Some of these companies are claiming students and their families should have more closely read the terms and conditions associated with any financial paperwork. It’s overwhelming for many though simply because they had no idea how complex the process had become in recent years.
The study also revealed students can have their student aid or loan proceeds direct deposited into their bank accounts; however, there are significant amounts of money spent on marketing designed to sway students to take another route: specifically, the company’s own branded debit card.
And, of course there are fees associated with using those cards. These offers differ from one campus to another as do their products. Some include checking accounts with high fees and few protective mechanisms in place while other companies opt for something else.
Ohio State University
Ohio State, according to analysts, will receive a staggering $25 million in fees over fifteen years. Other colleges have different deals. Florida colleges receive a percentage of ATM fees. If you’re wondering how to locate the agreements or paperwork, don’t bother.
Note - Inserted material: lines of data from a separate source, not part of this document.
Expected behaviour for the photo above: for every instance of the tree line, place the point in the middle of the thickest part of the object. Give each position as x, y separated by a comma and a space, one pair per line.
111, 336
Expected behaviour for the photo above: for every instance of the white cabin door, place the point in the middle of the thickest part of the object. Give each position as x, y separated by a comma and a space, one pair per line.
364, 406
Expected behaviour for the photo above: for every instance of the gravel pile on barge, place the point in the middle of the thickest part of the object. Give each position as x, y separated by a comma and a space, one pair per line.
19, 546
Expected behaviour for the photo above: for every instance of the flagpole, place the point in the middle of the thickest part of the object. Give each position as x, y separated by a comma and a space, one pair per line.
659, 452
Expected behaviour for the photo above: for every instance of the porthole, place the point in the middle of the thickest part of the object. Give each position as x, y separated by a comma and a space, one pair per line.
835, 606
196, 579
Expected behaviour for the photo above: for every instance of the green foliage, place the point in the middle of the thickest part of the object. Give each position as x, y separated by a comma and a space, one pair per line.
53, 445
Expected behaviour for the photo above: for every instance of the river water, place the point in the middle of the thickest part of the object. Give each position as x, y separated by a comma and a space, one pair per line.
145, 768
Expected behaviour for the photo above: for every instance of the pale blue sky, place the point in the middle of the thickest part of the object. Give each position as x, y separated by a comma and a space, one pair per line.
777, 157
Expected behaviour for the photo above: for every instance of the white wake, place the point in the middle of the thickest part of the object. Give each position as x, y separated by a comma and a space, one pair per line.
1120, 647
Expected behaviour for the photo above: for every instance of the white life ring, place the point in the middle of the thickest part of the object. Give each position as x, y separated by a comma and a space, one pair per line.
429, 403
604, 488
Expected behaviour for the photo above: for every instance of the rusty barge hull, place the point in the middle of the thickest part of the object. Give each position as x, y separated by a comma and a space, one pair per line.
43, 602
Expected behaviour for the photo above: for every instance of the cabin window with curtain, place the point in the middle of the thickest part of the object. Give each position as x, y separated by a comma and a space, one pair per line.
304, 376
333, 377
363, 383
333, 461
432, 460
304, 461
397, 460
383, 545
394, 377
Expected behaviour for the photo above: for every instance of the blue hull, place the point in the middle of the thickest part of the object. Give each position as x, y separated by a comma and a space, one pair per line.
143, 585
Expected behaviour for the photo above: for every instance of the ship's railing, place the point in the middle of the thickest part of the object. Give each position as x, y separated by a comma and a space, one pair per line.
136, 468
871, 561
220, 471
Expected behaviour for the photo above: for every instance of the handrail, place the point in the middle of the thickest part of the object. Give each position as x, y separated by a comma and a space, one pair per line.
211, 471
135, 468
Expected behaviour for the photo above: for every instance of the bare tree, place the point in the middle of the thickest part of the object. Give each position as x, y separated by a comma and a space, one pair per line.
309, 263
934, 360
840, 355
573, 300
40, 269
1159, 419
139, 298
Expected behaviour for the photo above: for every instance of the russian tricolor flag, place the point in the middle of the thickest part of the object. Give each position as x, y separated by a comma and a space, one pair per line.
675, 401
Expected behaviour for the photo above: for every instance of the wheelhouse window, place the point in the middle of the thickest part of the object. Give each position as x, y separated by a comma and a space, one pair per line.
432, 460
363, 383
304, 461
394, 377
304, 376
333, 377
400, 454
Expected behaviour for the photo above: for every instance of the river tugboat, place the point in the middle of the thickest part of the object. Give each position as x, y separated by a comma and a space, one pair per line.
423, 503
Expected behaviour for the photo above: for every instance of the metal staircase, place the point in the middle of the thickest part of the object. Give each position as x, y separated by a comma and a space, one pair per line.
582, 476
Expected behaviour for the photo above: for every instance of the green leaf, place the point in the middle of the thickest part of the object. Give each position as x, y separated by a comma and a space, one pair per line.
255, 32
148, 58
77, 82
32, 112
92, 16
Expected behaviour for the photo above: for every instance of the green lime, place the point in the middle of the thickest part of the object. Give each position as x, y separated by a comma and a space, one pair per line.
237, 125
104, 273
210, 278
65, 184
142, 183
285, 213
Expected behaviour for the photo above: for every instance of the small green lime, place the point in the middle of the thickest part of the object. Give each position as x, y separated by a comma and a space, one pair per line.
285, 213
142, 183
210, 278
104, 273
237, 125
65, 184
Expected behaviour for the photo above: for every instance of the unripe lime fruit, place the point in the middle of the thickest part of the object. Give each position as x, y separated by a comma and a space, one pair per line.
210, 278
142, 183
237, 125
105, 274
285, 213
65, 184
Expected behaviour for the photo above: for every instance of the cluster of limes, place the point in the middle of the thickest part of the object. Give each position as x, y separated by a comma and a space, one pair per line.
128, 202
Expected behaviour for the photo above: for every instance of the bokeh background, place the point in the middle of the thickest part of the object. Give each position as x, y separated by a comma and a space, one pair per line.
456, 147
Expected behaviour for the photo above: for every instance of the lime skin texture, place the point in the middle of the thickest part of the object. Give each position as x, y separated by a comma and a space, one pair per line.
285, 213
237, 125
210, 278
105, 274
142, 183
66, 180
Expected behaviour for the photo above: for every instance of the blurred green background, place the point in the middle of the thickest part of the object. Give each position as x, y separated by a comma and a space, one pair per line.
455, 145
These schools do not want to release the contractual details.
Of course, the 2009 CARD Act plays a role. New rules prohibit credit card companies from issuing credit cards to students who have no way to repay the money. Not only that, but banks are no longer allowed to compete with the government’s student aid programs. Clearly, banks must now scramble to offset the losses of these types of loans. Even though they’re making big money in these dynamics, they’re having to revamp their methods of entry. Can’t collect profits by directly dealing with students, then simply go through the back door with the colleges and third parties.
This was not the spirit in which these new laws were created. The goal was to better protect college students, not add further burdens. Instead, it’s done exactly what the CARD Act had sought to eliminate; the difference is it’s much worse now than it was before new regulations kicked in.